Disclaimer- I'm in a right, god-awful mood at work, so this is going to be a long winded rant.
I recently found out that one of my colleagues- he and I report to the same manager, although we're technically not from the same team- is a (self professed) practitioner of Kundalini Yoga.
Cool, I thought to myself, here's someone I might someday go to for handsdown advice on chakra work.
However, he's always been
shifty about the topics: all, "Be very careful of what you get into" and "it's very dangerous", "I wouldn't recommend these things to anyone"

I can understand cautioning someone to not try these things out on a whim, not in the least because it's the respectful thing to do- but I did feel his attitude was bordering on fear mongering.
(If this conv. was about practical tantra work, I'd happily agree to all of the above- maybe add in my own dire warnings. But I have trying to believe a spiritual practice aimed at self empowerment is as potentially detrimental as a form of magic that works with enslaved earth bound spirits. Anyway, I'm not a practitioner of Kundalini, so I told myself it might very well be true. Don't comment on things you don't know about, and all that jazz.)
Now, in my workplace, most of the people know that I read Tarot cards; and I've often done readings for my colleagues. Most people come to me with the idea of the Tarot being something akin to a hororscope with cards- since most people are quite willing listeners, I explain to them that the Tarot (for me) works on a different paradigm. I view it as a tool for examining situations.
I try my best with the cards, and let them know if I can't make too much sense of a reading (it's been happening rarer as time goes on). Of course, my querents also know when something I say resonates with them- so they won't really eat up any BS.
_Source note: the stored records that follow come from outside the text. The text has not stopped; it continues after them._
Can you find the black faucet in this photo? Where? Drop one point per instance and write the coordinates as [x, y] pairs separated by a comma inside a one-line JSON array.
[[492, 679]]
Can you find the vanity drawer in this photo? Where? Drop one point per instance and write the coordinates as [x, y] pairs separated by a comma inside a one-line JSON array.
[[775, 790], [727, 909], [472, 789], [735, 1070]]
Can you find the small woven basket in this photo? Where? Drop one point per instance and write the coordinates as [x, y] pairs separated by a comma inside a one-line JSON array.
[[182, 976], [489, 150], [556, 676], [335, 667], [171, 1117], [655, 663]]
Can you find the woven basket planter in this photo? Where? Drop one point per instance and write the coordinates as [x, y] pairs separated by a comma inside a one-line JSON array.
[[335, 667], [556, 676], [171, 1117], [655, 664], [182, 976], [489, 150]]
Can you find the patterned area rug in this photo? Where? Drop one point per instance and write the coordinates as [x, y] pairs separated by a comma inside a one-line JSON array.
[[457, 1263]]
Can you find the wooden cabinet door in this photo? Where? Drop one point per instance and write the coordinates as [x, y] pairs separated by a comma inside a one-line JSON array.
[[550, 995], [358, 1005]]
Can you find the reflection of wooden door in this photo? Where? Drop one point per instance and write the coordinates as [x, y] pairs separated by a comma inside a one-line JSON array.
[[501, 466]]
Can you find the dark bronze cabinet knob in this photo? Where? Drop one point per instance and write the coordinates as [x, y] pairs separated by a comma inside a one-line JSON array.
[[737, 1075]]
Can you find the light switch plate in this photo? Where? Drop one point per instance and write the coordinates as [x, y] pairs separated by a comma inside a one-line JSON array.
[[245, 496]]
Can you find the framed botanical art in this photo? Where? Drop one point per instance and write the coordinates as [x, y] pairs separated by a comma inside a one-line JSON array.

A lot of questions are very heartfelt ones, things that have really bothered them- I tread carefully with those questions. I do hope I help them see things a bit more clearly.
On Friday and today evening, I did readings for two of my colleagues- they were both very personal queries, so I commandeered the meeting romm for the readings.
Today, post reading, I go in for dinner (I'm working the night shifts this fortnight) with Kundalini dude, my roommate (yes,
that one- he's also a colleague) and another colleague.
Kundalini dude takes me to a side, and asks, "Where did you learn the Tarot?"
I told him I learnt it initially over the Internet, and then it's been practice. I did sense a lecture coming on, but I don't like confrontations, so I let him go on.
He went on to tell me that I should never read for others without learning from a proper guru as...and I loosely translate..."black magics like the Tarot" has very high energy that could potentially hurt me or others.
Oooh kay- I think a fuse or two burnt out at "black magic". A warning to not take the Tarot lightly, I'd get. Even an apprehension of being too young or inexperienced to guide others, I would get and agree with. But
black magic? Seriously? Not everything remotely related to the Occult (insofar as you can even define that term) is a left hand deal. Not everything is tantra. [I'm not even going to go into the whole magic-being-an-inherently-corruptive-influence issue]
To add to this, roomie gives me a side eyed glance, and says, "Yeah, not everything can be found on the Internet". Along with my dad, he's also been a bit apprehensive of my recent interest in crystals. Apparently, someone a really long time ago wore a blue sapphire and went crazy in his family/social circle.
Since our folk traditions maintain blue sapphire as a very tempermental stone that can destroy you unless you have some kinship with it, and none of my other sources (this forum, and the Crystal Bible, for example) mention this- he's somehow convinced that Indian astrology/mysticism must have it right and everything else is either wrong or misinformed.

The part that's
really pissing me off though is how for one moment, I got a shiver down my own spine; one moment of what-if.
I hated it, and myselfRepeat after me:
a) Not everything is a left hand path; and there is such a thing as self empowerment. This is not a bad thing.
b) The dangers of the path- unless you are indeed working with enslaved entities- are not about unknown forces striking you down; it's about creating bad situations for yourself. It won't be a mysterious streak of misfortune- your working (at absolute worst, that is) will create situation A (that you intended), which will spark off situations B, C and D (that you did not intend)
This is the exact kind of fear mongering which turned me off of Hinduism back in 2005, and blah, I hate that this fear of the unknown is still in me. I've been reading about my practices- whatever they maybe over the years- dilligently for the entire period and
I don't like I still have such a plebian corner tucked in inside me 
Is my culture so ingrained with spirituality being something you can only achieve with someone else's help? Is self empowerment so
hard to see as potentially a good thing?